Nevada officials work to implement new school funding formula

Twitchell Elementary

Ian Whitaker / Las Vegas Sun

Students in the packed fifth-grade classroom of teacher Vanessa Whitley on Friday, March 6, 2015, at Twitchell Elementary School.

Nevada’s decades-old education funding plan was long seen as a relic of its time, incapable of meeting the demands of a state whose demographics had changed and whose population had increased significantly since its implementation.

During the 2019 legislative session, lawmakers led by state Sens. Joyce Woodhouse, D-Henderson, and Mo Denis, D-Las Vegas, passed a bill to overhaul the formula for the first time since 1967. State officials are now working to implement the changes.

“I know we do important things here,” Denis said on the Senate floor during the passage of the bill. “But this is one of those things that is going to change people’s lives for generations.
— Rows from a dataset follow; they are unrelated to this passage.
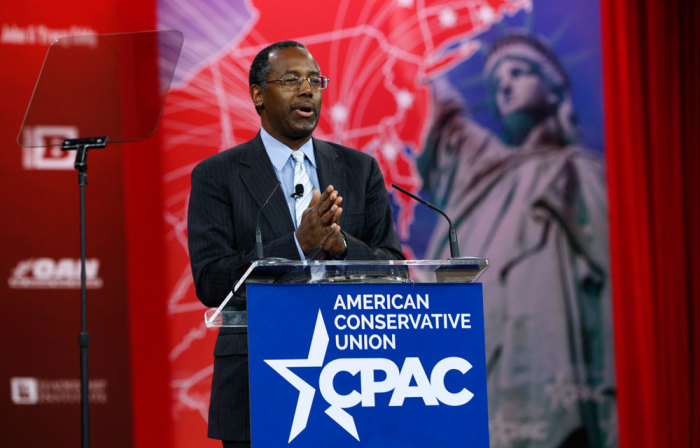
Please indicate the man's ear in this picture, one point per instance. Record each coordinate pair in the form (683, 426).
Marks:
(256, 94)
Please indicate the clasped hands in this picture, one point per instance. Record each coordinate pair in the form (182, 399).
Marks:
(319, 223)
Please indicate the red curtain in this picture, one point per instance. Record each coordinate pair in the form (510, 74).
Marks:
(652, 72)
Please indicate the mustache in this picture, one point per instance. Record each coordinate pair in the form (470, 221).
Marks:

We know that our children are our future. I believe that this will start something that will help us as we move forward.”

The bill created the 11-member Commission on School Funding, which will implement the rollout of the new funding plan and make recommendations to lawmakers on what is needed for the plan. The commission, which has met several times, must make recommendations to Gov. Steve Sisolak and the Legislature by Dec. 1, 2020.
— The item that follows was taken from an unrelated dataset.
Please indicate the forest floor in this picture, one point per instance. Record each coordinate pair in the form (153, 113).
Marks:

The commission will review the base per-pupil funding amount, including the multipliers for certain student groups. For example, the school district will likely receive more per-pupil funding for a student with increased needs, such as those whose first language isn’t English. The commission will also review reports from the Department of Education detailing the people and services the average school could have based on the Governor’s and Legislature’s budgets.
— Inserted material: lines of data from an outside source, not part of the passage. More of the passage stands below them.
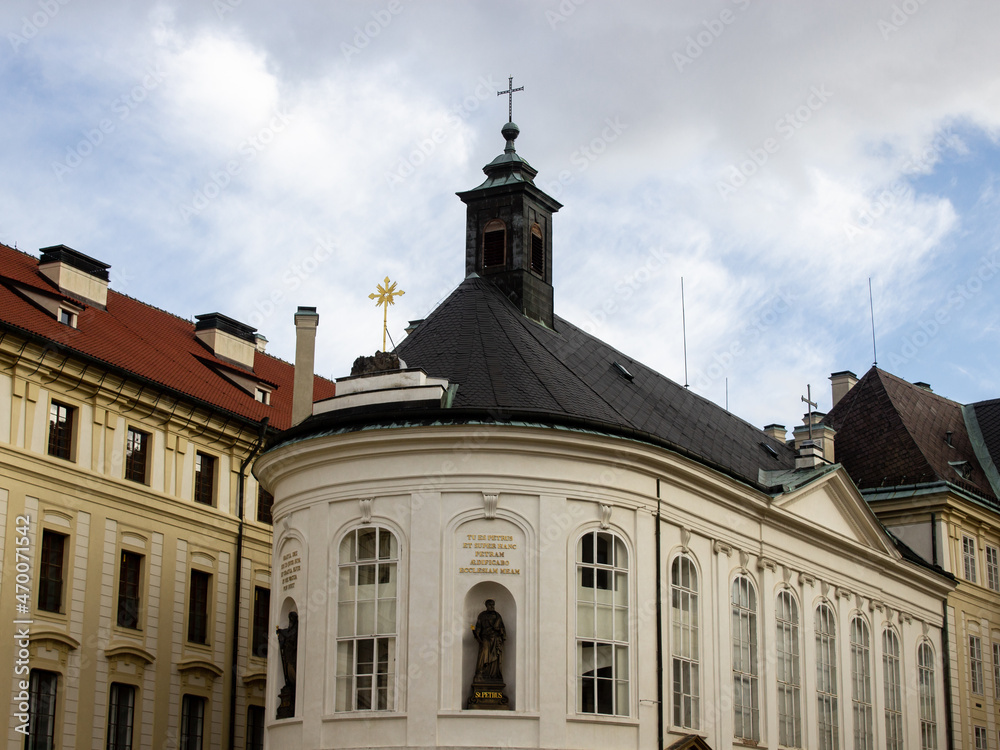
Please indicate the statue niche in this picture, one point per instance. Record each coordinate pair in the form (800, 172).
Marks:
(288, 646)
(487, 685)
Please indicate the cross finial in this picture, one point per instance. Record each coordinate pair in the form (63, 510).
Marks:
(812, 405)
(510, 97)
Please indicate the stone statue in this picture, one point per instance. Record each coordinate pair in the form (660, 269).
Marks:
(490, 633)
(288, 645)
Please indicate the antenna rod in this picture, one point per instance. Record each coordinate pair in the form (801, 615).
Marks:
(684, 329)
(871, 305)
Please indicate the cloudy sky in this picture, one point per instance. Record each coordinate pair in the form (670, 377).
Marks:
(247, 157)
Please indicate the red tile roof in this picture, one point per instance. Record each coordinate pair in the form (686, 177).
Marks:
(892, 433)
(141, 340)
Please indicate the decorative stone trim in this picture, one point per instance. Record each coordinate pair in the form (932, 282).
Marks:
(366, 509)
(490, 500)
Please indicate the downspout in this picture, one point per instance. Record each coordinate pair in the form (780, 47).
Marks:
(659, 630)
(240, 493)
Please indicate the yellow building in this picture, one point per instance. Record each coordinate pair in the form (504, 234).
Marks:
(136, 545)
(927, 467)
This plan won’t go into effect until the 2021-2023 biennium, and the commission will work toward making sure lawmakers have the correct information to implement the rollout.

“That’s why the timeline is tight, because they need to have all of this information about it now so that everyone is prepared,” Woodhouse said.

Sisolak selected UNLV visiting scholar Karlene McCormick-Lee to chair the commission, while Senate Majority Leader Nicole Cannizzaro, D-Las Vegas, and Assembly Speaker Jason Frierson, D-Las Vegas, each picked two members. Senate Minority Leader James Settlemeyer, R-Minden, and Assembly Minority Leader Robin Titus, R-Wellington, selected one member each. The association of superintendents selected four members.

The state’s education funding is determined through the Nevada Plan, which went into effect in 1967 and is the oldest education funding formula in the country. Changes in the state’s population — there are more children in the Clark County School District now than there were residents of Las Vegas in 1960 — and the services provided by schools now that there are larger student populations with more varied needs led critics to see the Nevada Plan as an outdated model.

The Pupil-Centered Funding Plan passed during the 2019 session is based on per-pupil funding, which gives more money to schools per pupil with increased needs.

“I am so impressed with the number of questions, the quality of the questions that the commissioners are asking and the additional presentations that they’ve been asking for,” Woodhouse said.

The state Board of Examiners recently approved a $200,000 contract with each Applied Analysis, APA Consulting and WestEd to help in the rollout of the plan. 

Applied Analysis, for example, will work on “assisting the Department and the Commission on School Funding with the validation of the funding model/methodology and analyzing the economic impact on the Department, individual school districts and the State Public Charter School Authority.”

The commission will next meet Dec. 19-20. 

“At this point in time, we just have to let the Commission do its work … and they’re hard at work on it, and that makes me very pleased,” Woodhouse said.